Le rapport de l'accident conclut qu'il a été provoqué par la rupture du joint de l'un des deux propulseurs accolés au réservoir principal d'hydrogène. Selon les experts, la pièce avait souffert des froides conditions climatiques au cours de la nuit précédant le tir.
Ainsi, la rupture progressive du joint a laissé passer une flamme dirigée directement sur le réservoir principal de Challenger, qui fut finalement percé. Son contact avec la grande quantité d'hydrogène liquide a ensuite provoqué l'explosion et la destruction de la navette.
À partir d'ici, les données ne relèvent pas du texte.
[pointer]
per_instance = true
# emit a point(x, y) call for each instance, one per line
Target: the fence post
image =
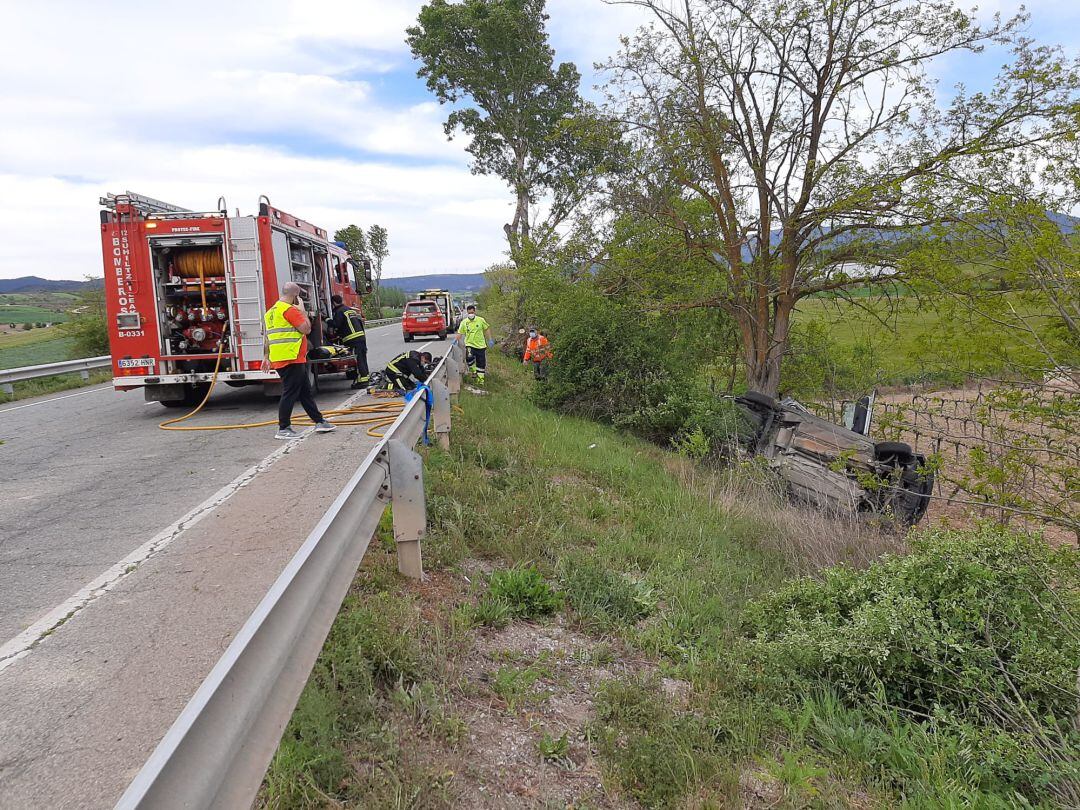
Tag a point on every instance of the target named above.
point(441, 412)
point(453, 374)
point(410, 514)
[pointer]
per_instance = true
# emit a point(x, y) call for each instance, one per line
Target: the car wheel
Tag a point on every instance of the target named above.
point(756, 397)
point(900, 450)
point(910, 497)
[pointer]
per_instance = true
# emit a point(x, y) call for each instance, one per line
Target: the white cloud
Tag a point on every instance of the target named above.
point(274, 97)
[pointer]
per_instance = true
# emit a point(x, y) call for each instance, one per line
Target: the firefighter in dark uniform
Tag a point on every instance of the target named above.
point(406, 369)
point(349, 331)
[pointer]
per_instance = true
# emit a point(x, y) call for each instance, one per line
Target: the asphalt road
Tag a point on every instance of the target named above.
point(88, 477)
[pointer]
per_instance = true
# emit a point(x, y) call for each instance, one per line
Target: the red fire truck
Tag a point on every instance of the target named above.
point(184, 287)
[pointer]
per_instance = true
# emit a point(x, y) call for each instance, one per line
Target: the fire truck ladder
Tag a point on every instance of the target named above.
point(142, 203)
point(246, 287)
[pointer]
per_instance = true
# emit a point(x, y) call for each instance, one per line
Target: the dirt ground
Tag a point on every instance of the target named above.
point(498, 764)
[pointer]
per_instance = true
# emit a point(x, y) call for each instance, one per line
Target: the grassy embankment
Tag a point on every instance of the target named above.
point(582, 640)
point(37, 347)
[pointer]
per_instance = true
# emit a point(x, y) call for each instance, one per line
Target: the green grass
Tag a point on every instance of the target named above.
point(35, 347)
point(901, 341)
point(554, 511)
point(21, 313)
point(43, 386)
point(589, 529)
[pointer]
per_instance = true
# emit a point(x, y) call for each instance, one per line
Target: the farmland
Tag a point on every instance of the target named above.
point(19, 308)
point(34, 347)
point(906, 342)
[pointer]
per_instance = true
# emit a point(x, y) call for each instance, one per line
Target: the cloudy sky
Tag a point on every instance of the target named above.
point(315, 104)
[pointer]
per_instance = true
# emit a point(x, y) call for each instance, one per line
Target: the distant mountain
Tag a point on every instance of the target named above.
point(454, 282)
point(37, 284)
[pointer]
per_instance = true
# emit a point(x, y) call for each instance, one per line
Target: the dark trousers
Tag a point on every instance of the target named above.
point(295, 387)
point(476, 358)
point(359, 348)
point(399, 381)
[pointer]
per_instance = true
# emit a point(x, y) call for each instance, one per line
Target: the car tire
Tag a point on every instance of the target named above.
point(900, 450)
point(756, 397)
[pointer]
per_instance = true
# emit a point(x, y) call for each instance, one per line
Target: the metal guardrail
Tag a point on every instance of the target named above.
point(382, 321)
point(84, 365)
point(9, 376)
point(217, 752)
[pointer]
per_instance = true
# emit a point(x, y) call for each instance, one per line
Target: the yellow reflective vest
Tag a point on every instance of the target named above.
point(285, 339)
point(473, 329)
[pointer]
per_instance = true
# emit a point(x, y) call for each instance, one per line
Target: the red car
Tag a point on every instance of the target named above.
point(422, 318)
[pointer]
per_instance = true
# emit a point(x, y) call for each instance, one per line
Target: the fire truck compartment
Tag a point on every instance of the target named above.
point(193, 304)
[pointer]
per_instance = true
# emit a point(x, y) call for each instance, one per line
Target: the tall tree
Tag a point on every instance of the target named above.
point(523, 115)
point(379, 245)
point(796, 144)
point(354, 240)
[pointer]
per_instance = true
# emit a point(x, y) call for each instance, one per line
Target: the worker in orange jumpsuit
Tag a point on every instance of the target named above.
point(538, 352)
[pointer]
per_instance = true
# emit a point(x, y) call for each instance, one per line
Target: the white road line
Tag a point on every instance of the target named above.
point(25, 642)
point(56, 399)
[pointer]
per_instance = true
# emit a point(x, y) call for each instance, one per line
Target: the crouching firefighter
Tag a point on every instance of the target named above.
point(538, 352)
point(407, 369)
point(349, 331)
point(477, 335)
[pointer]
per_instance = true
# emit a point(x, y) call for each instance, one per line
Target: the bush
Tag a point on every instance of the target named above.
point(974, 635)
point(604, 596)
point(90, 329)
point(646, 374)
point(516, 593)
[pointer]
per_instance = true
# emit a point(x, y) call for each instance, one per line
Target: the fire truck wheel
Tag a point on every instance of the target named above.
point(194, 394)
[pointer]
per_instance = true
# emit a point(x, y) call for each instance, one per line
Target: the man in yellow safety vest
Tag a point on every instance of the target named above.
point(287, 327)
point(477, 335)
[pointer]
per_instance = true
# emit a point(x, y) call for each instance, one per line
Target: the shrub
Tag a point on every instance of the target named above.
point(605, 596)
point(974, 635)
point(516, 593)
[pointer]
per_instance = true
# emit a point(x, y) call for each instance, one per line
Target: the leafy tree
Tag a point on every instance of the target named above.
point(523, 115)
point(355, 241)
point(378, 243)
point(798, 146)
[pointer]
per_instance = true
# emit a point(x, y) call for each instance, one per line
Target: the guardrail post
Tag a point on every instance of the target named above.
point(453, 374)
point(441, 412)
point(410, 513)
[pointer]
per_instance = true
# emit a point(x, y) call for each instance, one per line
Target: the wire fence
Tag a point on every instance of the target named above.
point(1006, 451)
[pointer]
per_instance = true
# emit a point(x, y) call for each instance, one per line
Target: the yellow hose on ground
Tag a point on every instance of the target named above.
point(379, 415)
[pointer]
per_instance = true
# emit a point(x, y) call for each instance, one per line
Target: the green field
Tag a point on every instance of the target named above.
point(24, 313)
point(907, 342)
point(35, 347)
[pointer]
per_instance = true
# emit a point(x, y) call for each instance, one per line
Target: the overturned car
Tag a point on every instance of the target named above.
point(835, 468)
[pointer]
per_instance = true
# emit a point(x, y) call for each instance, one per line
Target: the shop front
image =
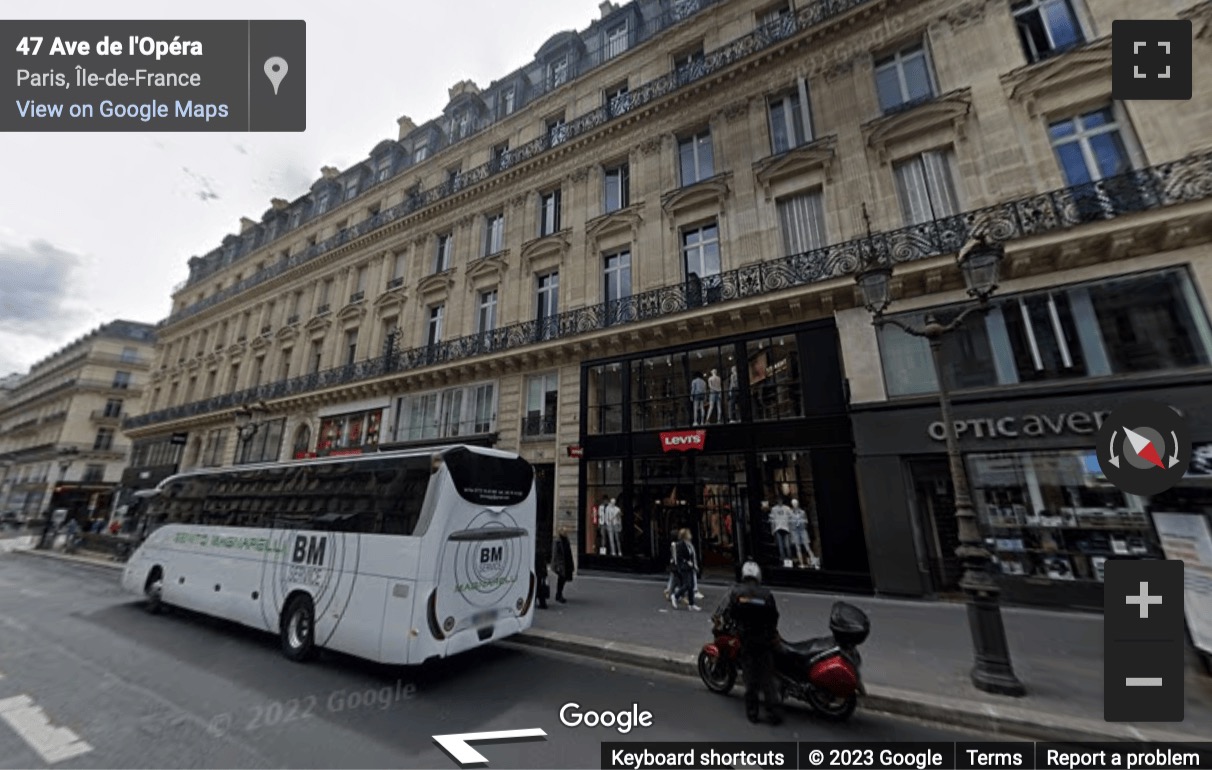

Rapport d'accident de la commission Rogers
1er février 2003

Le dernier décollage de Columbia |
La navette spatiale Columbia revient sur Terre à la suite d'une mission bien remplie de 16 jours dans l'espace. Quelques instants avant 9 h, le centre de contrôle de la NASA en Floride perd le contact avec l'appareil, qui file à une vitesse de 20 000 km/hau dessus de Dallas, au Texas. Des témoins observent alors une longue bande de fumée blanche dans le ciel et des débris commencent à tomber sur Terre. C'est la catastrophe : la navette s'est désintégrée, et ne se posera jamais, comme prévu, en Floride à 9 h 16. C'est la mort pour les 7 astronautes à bord.
Après une longue enquête, il semble qu'on aurait pu encore une fois éviter cette tragédie, et que tous les occupants auraient pu revenir sur Terre en vie, sains et saufs. En effet, la commission d'enquête conclut que l'accident est dû à la collision, lors du décollage, d'un bloc de mousse isolante détaché du réservoir principal avec l'aile gauche. Au moment du retour dans l'atmosphère, la fissure dans l'aile a laissé pénétrer la chaleur dans la structure de la navette et a ainsi causé sa destruction.
Des lacunes organisationnelles ont également été décelées à la NASA, en particulier le fait qu'aucune décision n'ait été prise après que les ingénieurs eurent capté la collision sur les films au moment du décollage et envoyé des notes à cet effet. Deux autres manquements ont été montrés du doigt comme étant des raisons secondaires à l'accident. D'une part, les moyens qu'offrait l'armée de l'air américaine pour vérifier par photographie l'état de l'aile n'ont pas été utilisés; d'autre part, l'agence spatiale n'a pas réagi face à une anomalie qui s'était déjà produite à de nombreuses reprises lors de vols précédents.